Setting clear priorities is one of the most important things that you can do for any organization, department, or even individual. That is why most (hopefully all) of us have mission statements at our organizations. They help us guide our actions.  Does this further our mission?  How does this help us become the organization we want to be?  We can ask these questions anytime we are planning an event, choosing new acquisitions, or creating educational programming to keep everyone on the same page and provide consistency. Mission statements are great, but they are shaped by our priorities just as much as our priorities are determined by our mission statements.

So…how do you know what your priorities are?  I once heard a speaker say that to understand where your personal priorities are all you have to do is look at your calendar and bank account. Where do you spend your time and money? Those are your priorities. To boil that down even further: actions, more than words, will tell you about your priorities. I recently found a great example of this at my site when we needed to fill a vacant interpreter position. We do not have a mission statement that really applies to how or who we are going to hire for any particular department, so this was kind of a gray area where we couldn’t fall back on a pre-stated priority.
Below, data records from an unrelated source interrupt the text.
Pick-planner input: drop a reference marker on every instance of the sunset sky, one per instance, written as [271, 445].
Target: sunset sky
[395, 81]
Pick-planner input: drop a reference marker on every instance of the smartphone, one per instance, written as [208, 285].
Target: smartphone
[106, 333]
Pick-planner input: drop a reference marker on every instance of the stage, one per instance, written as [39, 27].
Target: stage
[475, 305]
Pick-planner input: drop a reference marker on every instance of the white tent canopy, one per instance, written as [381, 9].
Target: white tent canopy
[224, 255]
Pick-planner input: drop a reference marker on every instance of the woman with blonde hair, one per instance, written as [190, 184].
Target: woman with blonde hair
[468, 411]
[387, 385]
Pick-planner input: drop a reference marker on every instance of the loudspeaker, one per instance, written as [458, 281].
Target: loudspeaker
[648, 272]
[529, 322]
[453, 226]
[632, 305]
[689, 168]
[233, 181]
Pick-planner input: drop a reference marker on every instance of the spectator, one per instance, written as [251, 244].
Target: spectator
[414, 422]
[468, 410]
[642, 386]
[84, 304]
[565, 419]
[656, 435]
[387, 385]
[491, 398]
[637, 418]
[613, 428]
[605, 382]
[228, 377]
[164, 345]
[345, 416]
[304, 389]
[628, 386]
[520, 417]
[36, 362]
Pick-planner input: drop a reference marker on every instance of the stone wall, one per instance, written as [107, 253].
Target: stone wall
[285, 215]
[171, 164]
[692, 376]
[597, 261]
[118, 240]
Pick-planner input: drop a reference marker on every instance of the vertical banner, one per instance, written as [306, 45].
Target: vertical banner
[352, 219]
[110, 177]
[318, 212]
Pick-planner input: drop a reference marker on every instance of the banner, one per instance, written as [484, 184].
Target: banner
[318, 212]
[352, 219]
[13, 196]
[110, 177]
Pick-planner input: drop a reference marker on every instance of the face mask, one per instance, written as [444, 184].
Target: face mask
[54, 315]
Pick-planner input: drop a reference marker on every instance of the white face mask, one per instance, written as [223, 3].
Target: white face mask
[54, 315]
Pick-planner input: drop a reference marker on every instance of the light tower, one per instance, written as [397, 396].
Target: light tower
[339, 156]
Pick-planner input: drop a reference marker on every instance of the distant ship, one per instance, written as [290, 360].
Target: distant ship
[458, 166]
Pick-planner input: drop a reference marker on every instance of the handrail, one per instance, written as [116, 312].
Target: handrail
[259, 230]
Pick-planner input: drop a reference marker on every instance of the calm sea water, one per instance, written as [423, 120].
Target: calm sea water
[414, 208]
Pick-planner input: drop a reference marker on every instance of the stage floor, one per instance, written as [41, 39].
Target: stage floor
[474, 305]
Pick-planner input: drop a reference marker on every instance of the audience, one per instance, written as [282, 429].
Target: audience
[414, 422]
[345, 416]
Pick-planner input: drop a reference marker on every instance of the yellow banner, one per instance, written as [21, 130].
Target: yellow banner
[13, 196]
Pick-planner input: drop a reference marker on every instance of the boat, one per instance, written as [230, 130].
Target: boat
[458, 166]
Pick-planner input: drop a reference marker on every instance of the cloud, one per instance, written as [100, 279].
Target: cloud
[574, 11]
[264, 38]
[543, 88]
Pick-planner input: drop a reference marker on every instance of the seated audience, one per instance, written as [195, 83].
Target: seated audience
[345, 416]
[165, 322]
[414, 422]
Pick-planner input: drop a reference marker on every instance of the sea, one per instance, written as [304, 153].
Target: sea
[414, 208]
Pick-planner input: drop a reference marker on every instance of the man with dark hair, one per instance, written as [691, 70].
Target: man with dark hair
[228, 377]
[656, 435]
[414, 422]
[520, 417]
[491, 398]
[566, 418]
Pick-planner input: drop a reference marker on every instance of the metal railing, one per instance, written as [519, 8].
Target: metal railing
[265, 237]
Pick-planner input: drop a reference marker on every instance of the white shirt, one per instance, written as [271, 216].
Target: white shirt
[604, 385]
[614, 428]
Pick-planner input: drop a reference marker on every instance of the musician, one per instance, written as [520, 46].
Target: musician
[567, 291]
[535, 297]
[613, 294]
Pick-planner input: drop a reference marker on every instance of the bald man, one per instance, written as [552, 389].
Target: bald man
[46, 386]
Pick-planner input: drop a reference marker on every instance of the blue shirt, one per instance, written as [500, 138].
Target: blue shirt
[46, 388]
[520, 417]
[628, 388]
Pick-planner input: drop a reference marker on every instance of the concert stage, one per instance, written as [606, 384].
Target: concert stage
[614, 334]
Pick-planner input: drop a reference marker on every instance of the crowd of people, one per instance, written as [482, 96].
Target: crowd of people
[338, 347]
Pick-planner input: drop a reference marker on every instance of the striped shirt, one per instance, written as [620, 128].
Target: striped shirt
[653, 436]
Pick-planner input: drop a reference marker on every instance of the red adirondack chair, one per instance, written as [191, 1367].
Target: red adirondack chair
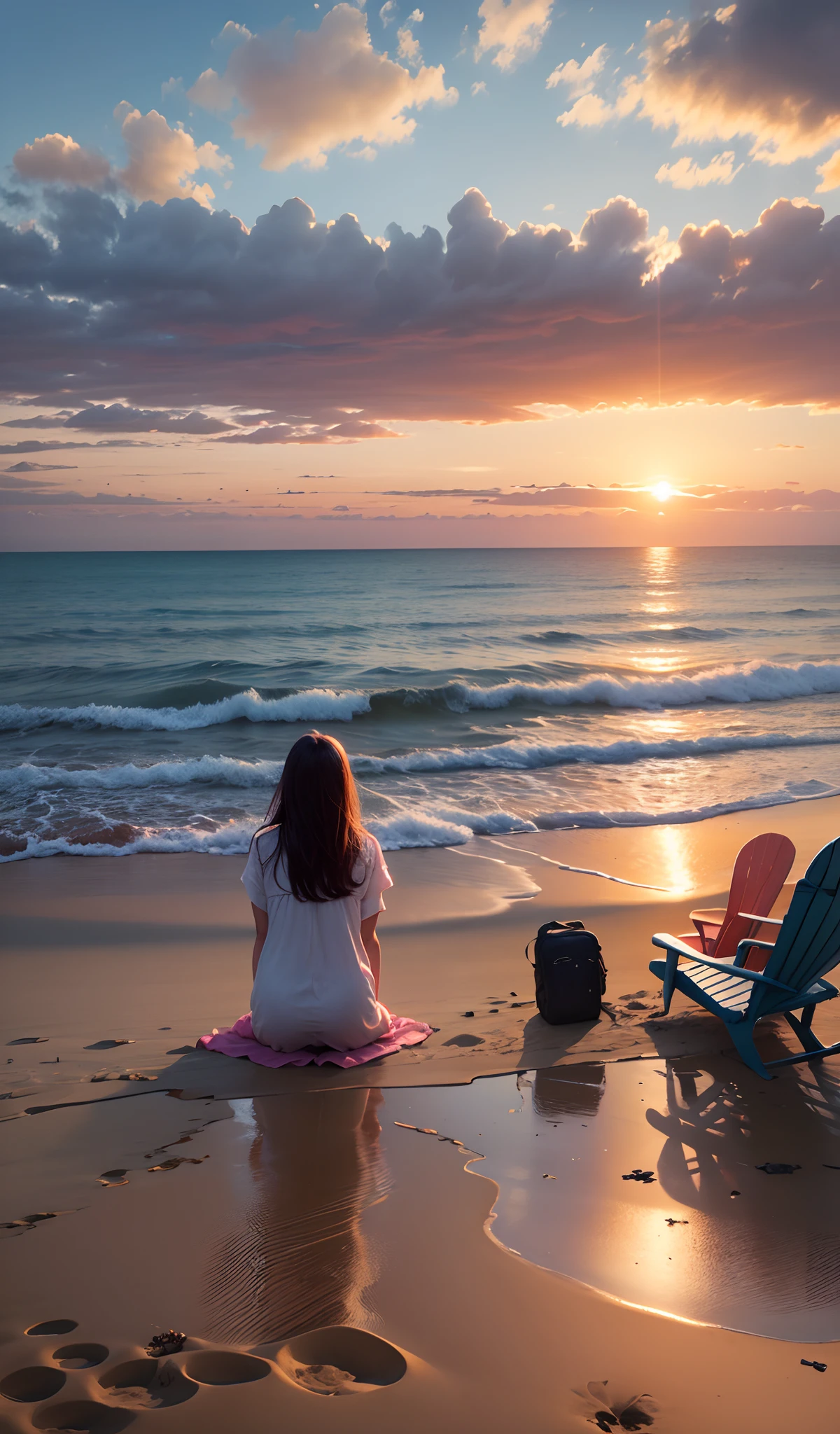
[759, 875]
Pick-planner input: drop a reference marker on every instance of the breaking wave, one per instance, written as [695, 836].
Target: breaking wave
[410, 828]
[507, 756]
[750, 683]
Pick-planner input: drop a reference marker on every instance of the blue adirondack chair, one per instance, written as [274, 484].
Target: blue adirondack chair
[807, 945]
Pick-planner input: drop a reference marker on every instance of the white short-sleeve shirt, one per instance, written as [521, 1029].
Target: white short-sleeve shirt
[314, 984]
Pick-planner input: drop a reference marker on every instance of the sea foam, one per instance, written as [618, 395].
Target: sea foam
[410, 828]
[506, 756]
[750, 683]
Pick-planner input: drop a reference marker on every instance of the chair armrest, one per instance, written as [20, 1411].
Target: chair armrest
[674, 945]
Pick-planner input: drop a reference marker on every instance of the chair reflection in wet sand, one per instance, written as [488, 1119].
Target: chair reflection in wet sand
[766, 1251]
[730, 1129]
[300, 1260]
[568, 1090]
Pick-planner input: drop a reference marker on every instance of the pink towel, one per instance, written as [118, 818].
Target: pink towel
[240, 1040]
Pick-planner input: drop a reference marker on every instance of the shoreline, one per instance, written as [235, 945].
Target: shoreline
[246, 1206]
[161, 955]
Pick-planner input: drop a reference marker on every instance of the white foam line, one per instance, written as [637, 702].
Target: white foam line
[584, 871]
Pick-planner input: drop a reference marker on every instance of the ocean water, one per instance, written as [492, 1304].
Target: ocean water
[148, 700]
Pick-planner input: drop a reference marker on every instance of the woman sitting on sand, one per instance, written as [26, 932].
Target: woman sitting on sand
[316, 879]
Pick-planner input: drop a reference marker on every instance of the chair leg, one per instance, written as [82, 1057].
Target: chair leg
[802, 1029]
[668, 986]
[746, 1049]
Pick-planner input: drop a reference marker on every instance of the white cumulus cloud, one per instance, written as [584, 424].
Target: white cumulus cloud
[304, 94]
[580, 78]
[59, 160]
[830, 174]
[514, 29]
[161, 161]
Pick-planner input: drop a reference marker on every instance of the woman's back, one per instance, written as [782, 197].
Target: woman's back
[314, 982]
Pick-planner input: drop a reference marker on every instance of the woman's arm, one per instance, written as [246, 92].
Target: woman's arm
[261, 922]
[372, 948]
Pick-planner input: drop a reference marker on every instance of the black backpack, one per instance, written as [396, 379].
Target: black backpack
[569, 973]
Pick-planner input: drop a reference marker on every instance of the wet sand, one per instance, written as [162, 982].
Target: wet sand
[258, 1205]
[157, 951]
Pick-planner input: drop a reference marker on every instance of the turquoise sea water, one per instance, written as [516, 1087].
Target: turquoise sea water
[148, 700]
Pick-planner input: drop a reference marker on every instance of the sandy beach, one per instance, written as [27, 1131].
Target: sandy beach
[461, 1204]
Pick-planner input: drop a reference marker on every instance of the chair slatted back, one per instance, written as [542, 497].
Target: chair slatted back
[759, 875]
[808, 940]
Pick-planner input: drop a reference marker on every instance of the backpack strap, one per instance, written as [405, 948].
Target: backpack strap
[552, 925]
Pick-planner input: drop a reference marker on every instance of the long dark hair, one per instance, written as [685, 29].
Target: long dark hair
[318, 821]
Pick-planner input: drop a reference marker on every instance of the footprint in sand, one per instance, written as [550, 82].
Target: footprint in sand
[342, 1360]
[82, 1417]
[146, 1384]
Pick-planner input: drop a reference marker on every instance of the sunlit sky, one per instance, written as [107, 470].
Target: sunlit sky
[591, 246]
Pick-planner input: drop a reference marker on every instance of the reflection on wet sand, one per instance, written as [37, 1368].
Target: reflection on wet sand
[300, 1260]
[573, 1090]
[767, 1241]
[562, 1143]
Once we posted the position, we received over 200 applications. We were very lucky to have a large pool of candidates to find the perfect fit, and with a lot of time and work we were slowly able to whittle that pool down. After several interviews we came down to two great candidates to choose from. Either one of them would have been great in the position, and any historic site would be lucky to have them. How do you choose? This is where I noticed something interesting.  The main difference between the two candidates was the focus of their background. One of them had an in-depth background in history. The other candidate had years of experience as an interpreter.  Half of our hiring panel supported one candidate and half supported the other. This is where our priorities were going to come to the surface. We were in a no-lose situation were we were going to get a great employee, so all we had to do is decide what was more important to us.

Eventually we did hire one of the two applicants, and they have indeed been a great addition to our team. While our mission as the education department of the museum has always been to provide high-quality interpretive experiences for everyone, going through this hiring process gave us a glimpse into our priorities for how to do that.

If you are coming up on time to reevaluate your mission statement or your educational offerings, I suggest you take a look at the simple actions that you do on a day to day basis to find out what exactly your priorities are. If they match your mission statement, perfect. If they don’t you may have to decide which thing you need to change.